Obviously this doesn't address the Lyons issue, but you note that Scalia doesn't discuss Lyons either.

Publius the Clown said...

Oh, I forgot to finish the thought: the class representatives can be individuals whose rights have already been (allegedly) violated (and were, in the case that I litigated).

Crispian said...

Professor Dorf,

I agree with Hash's allusion your error in presenting a parade of horribles. I skimmed Lyons and while the facts tug at one's heart it seems legally reasonable. There is already a de jure 'injunction' in place against violations of our Constitutional rights or otherwise illegal behavior. It would be pure silliness for courts to issue injunctions against future violations that are merely speculative. Lyons was free to seek legal remedy for the treatment he received. And one purpose of suing is its value as a deterrent.

You raise the notion of poisoning prisoners but falsely presuppose such a case could only be heard (according to Scalia) based on an 8th Amendment claim relating to the potential of actually being poisoned. This is also silly. If the state actually adopted the plan of randomly killing prisoners, there would be a violation of due process of all prisoners because all prisoners are subject to the policy (ie merely having one's name in the lottery is the violation). The fact that the state is acting intentionally does matter for purposes of standing. Such a policy would have the effect of terrorizing inmates and thus constitute an 8th Amendment violation.

What I'd appreciate your opinion on is Hash's third observation: "class actions are merely a procedural device for aggregating individually viable claims, not a substantive device that creates a cognizable class-wide claim that would be non-cognizable if brought as myriad individual claims."

Do you think this should not be the case because facts can be ugly?

Michael C. Dorf said...

Crispian: You write "There is already a de jure 'injunction' in place against violations of our Constitutional rights or otherwise illegal behavior." I assume that by "de jure" you really mean "de facto" because, of course there is no actual general-purpose injunction in place against rights violations. Even so, what you say is mistaken for any number of reasons.

1) There is a world of difference between a government actor, even one acting in good faith, knowing that it should not violate the Constitution in a general sense (a de facto injunction) and knowing that specific conduct (such as chokeholds) will result in punishment for contempt of court.

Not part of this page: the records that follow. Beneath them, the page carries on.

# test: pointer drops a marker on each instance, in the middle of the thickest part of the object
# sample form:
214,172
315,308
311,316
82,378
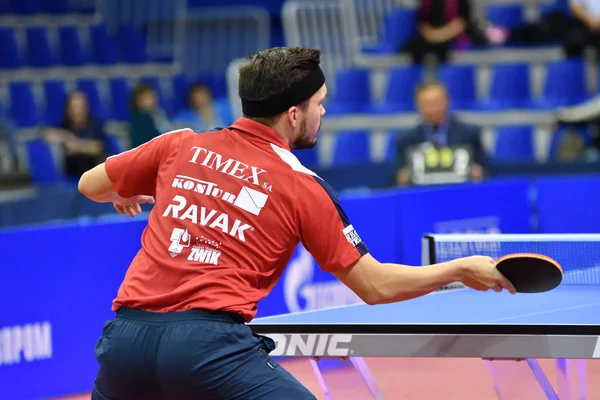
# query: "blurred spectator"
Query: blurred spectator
440,128
553,26
443,24
148,120
82,137
585,29
200,115
584,114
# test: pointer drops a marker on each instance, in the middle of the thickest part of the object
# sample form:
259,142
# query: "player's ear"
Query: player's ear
293,115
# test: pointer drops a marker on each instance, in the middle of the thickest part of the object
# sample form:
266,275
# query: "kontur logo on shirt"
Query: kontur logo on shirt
247,199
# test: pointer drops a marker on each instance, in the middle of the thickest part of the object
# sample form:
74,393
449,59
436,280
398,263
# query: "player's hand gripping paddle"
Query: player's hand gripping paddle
530,272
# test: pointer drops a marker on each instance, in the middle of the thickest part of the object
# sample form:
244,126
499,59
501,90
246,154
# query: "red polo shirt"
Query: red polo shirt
231,207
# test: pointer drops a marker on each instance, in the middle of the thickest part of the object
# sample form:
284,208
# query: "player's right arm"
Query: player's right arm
380,283
326,232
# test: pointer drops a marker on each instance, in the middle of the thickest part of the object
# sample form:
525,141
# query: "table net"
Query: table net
578,254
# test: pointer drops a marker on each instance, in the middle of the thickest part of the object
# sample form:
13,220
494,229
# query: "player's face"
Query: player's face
433,105
309,121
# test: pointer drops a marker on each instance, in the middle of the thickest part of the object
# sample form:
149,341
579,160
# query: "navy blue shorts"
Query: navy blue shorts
193,354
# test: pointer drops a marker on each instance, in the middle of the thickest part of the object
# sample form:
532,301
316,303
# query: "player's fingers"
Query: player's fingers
144,199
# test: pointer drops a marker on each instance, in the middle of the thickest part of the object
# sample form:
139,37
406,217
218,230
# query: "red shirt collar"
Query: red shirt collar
260,131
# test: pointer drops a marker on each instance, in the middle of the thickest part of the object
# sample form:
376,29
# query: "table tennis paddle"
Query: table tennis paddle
530,272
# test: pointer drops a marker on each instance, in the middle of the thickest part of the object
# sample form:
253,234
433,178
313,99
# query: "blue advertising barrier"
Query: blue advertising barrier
57,282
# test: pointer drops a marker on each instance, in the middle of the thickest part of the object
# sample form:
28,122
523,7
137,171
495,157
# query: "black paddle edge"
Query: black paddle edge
435,329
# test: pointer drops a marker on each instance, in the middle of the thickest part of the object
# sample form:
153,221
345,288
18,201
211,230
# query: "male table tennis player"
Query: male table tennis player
231,207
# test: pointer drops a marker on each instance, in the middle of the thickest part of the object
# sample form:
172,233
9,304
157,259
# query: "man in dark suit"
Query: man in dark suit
440,128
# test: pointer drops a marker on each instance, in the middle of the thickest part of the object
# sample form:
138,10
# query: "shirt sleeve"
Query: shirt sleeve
134,172
325,229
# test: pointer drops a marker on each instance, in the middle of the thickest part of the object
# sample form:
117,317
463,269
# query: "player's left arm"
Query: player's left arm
128,179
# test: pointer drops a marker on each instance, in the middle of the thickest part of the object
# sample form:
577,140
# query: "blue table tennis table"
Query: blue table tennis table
563,324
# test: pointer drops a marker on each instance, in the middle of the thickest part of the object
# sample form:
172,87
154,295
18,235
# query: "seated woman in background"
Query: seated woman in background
200,116
441,24
148,120
82,137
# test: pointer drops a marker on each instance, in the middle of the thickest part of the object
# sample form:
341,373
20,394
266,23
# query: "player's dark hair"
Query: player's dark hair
270,72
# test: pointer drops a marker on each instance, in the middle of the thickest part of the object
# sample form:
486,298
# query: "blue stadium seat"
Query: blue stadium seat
401,86
154,81
180,84
560,133
119,98
506,15
11,58
42,165
565,84
39,52
351,147
514,143
223,109
55,95
400,26
132,45
25,7
70,50
112,145
217,83
308,157
103,48
90,88
54,6
391,145
23,109
510,86
460,82
353,92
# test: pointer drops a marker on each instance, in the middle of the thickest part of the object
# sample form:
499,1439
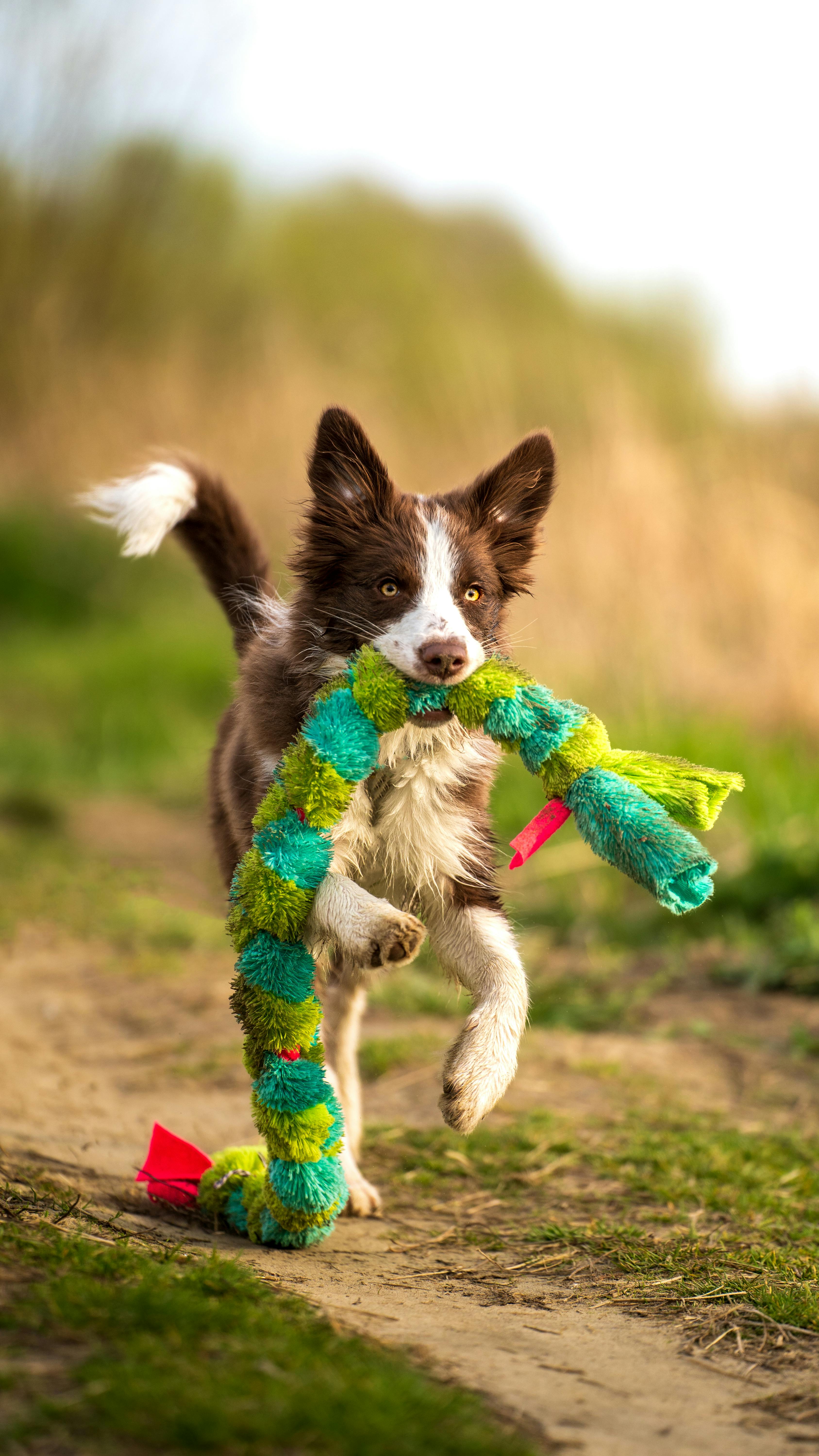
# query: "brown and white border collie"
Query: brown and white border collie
427,580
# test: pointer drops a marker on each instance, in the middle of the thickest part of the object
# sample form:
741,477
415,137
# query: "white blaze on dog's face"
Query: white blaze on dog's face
431,641
424,579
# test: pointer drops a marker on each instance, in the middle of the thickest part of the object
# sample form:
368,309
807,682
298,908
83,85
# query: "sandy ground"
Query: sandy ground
94,1055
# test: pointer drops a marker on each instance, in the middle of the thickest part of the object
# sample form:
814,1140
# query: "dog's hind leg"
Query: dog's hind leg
345,998
476,944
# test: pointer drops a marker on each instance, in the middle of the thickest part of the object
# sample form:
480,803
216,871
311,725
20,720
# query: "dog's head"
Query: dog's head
422,579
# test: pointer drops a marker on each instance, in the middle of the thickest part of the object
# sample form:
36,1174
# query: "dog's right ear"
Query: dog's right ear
345,472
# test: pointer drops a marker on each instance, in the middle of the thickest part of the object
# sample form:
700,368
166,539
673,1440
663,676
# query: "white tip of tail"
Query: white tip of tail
143,507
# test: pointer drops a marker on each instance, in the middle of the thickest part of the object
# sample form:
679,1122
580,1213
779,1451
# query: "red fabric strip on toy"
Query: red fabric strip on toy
535,835
172,1168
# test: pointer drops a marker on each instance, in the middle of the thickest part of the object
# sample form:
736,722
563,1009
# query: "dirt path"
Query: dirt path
94,1055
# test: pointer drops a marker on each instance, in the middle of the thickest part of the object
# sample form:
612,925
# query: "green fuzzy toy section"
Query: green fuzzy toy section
248,1160
313,785
380,692
273,807
633,809
273,903
299,1219
583,750
472,700
692,794
297,1138
273,1023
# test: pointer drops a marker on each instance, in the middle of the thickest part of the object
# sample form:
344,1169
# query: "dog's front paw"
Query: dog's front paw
364,1200
395,938
478,1071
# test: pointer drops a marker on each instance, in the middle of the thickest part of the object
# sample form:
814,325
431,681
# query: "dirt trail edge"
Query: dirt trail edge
580,1374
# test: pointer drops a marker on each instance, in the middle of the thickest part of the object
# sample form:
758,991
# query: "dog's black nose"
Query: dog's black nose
444,657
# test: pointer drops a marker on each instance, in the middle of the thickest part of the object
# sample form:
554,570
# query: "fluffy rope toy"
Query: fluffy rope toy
633,809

2) Damages actions are often inadequate to stop ongoing rights violations. Individual officers frequently have qualified immunity, states and state agencies have sovereign immunity, and liability on the part of municipalities requires proof of policy or practice, which can be quite difficult. In combination, these doctrines can block or deter all retrospective relief, even when the policy in question violates rights.

3) So, who should have standing to seek to an injunction against unconstitutional conduct that occurs unpredictably to any particular person? The Lyons case effectively says no one should. I disagree. It strikes me that a person who has previously been victimized by the conduct is in the best position to seek to enjoin it in the future.

As to your last question: No, I don't disagree with Hash's statement (taken from Justice Scalia's dissent) that under current law, class actions are merely a procedural device for aggregating otherwise proper suits. I didn't say I disagreed with that proposition.